October 24, 1996

Former ANC renegade helps build new South Africa


South African judge Albie Sachs

by Sylvain Comeau

Thirty years ago, Albie Sachs was targeted by South Africa's former apartheid regime as an enemy of the state. In fact, agents of the regime tried to have him killed. Today Sachs is one of his country's most influential judges. The former African National Congress activist recently reflected on his remarkable life's journey as he delivered the Faculty of Law's sixth Natan Sharansky Lecture on Human Rights.

Sachs recalled the long fight he and other activists waged against apartheid. "We hoped at the beginning (in the 1950s) that it could be done by non-violent means, and we used Gandhian techniques.

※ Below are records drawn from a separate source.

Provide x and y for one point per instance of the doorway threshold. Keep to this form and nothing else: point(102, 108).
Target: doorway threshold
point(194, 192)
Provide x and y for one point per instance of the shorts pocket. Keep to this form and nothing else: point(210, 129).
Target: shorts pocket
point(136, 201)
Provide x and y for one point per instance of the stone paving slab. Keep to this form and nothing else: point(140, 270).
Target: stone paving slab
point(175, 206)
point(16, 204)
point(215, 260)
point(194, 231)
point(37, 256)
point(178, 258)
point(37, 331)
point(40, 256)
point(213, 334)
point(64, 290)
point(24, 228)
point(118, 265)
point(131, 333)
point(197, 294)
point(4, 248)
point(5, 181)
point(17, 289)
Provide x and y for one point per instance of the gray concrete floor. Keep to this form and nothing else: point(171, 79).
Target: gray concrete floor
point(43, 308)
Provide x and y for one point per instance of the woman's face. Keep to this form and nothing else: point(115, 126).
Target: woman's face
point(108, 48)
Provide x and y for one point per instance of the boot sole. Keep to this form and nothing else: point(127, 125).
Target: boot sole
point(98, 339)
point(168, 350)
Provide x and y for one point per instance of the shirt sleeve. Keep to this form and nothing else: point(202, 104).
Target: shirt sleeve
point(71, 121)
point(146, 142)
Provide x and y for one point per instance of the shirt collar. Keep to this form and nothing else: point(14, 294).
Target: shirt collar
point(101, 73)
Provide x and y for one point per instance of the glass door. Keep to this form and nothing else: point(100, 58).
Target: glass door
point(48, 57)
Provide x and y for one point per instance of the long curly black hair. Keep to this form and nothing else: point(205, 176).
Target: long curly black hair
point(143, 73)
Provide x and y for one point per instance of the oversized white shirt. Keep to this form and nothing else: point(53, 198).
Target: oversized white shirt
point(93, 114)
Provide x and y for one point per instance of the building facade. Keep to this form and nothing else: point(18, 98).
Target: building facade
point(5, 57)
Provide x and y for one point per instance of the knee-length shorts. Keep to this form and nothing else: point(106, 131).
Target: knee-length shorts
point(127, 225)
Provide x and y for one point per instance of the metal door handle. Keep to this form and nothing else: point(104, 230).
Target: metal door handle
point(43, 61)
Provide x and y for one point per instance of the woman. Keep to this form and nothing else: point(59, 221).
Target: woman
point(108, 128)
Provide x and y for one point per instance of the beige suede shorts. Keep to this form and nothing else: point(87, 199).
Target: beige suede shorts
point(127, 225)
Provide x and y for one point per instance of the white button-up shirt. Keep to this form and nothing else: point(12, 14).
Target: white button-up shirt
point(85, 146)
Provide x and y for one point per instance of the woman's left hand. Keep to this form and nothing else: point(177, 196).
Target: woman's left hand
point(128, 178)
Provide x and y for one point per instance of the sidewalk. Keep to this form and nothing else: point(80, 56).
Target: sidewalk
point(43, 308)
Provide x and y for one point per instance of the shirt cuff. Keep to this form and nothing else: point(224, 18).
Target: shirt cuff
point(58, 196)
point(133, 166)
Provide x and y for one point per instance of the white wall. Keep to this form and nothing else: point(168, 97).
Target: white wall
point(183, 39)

But once the ANC and other organizations were banned in 1960, the whole thing changed, and we just knew that we were engaged in a confrontation with a ruthless state."

Sachs became an anti-apartheid leader, and in 1965, was detained under the South African International Security Act and held in solitary confinement for 180 days. He was exiled from South Africa upon his release. In 1988, while he was drafting a new Civil Code for the government of Mozambique, an assassin's bomb cost him his right arm, and nearly his life.

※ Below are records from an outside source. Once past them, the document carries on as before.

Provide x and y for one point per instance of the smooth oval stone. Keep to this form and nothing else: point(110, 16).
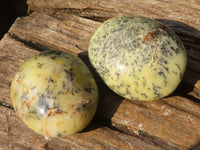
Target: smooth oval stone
point(54, 94)
point(138, 58)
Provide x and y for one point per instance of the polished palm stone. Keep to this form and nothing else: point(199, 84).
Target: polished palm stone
point(54, 94)
point(138, 58)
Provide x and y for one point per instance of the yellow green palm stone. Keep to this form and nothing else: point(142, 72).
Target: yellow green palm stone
point(54, 94)
point(138, 58)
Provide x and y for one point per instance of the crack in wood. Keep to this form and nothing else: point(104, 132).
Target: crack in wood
point(30, 44)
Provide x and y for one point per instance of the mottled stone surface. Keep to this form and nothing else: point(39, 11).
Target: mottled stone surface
point(138, 58)
point(54, 94)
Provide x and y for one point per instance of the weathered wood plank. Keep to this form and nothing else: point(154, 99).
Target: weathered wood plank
point(186, 11)
point(175, 120)
point(69, 32)
point(15, 135)
point(24, 40)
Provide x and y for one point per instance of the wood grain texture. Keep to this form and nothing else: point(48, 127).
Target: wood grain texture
point(15, 135)
point(186, 11)
point(170, 123)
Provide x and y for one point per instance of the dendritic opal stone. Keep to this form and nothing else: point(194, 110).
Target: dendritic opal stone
point(138, 58)
point(55, 94)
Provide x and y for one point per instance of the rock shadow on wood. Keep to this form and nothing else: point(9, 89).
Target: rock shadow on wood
point(108, 100)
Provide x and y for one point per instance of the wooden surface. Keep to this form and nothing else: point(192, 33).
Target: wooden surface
point(169, 123)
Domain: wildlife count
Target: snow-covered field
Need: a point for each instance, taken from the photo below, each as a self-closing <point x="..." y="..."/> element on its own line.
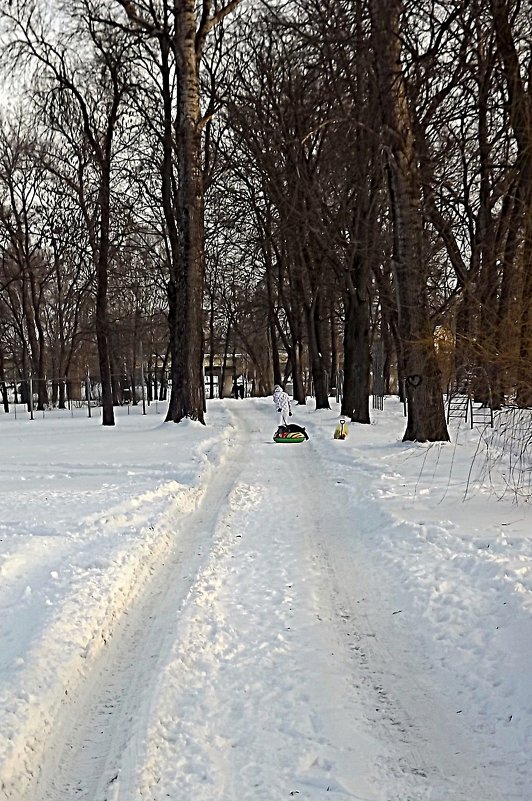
<point x="197" y="612"/>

"I felt a mixture of dread and relief when the attempt to kill me came, and I survived. It was as though I had been waiting for it for 30 years. Every night I had gone to bed wondering if it was my last night. That is the experience of a generation, not just of myself."

In 1994, Sachs was appointed by South African president Nelson Mandela to the country's first Constitutional Court, which renders judgments on cases which touch on constitutional issues. The court is also responsible for drafting a new, final constitution for the country; it will examine a new draft in November.

Sachs views the court as a vital element in the country's transition from an autocratic state to a democracy under the rule of law.

"The constitution is supreme, and the court's interpretations of the constitution are binding on the president and on Parliament. Every-one accepts that."

The new, democratic South Africa is also a country with a surprising capacity for forgiveness. Despite enduring arbitrary arrest, exile, and an assassination attempt, Sachs is not troubled by the amnesty being offered to former state- sponsored criminals.

"How would it help me if they go to jail--it won't make my arm grow. I'm just glad that we have democracy, a constitutional court, and fundamental rights. Being part of that process fulfills me. It is wonderful now to be building and constructing and healing. So many of us spent our lives destroying an evil system. Today we are using a different side of us.

"It doesn't matter who was responsible, what their names are. The important thing is that we understand the structures that were responsible, reveal what happened, and establish the abnormality of it all, so that it never happens again."

South Africa has even managed to largely defuse the potentially explosive land claims issue. The Constitutional Court is hearing a number of such land claims cases, and Sachs explained how the country is steering around the issue's land mines.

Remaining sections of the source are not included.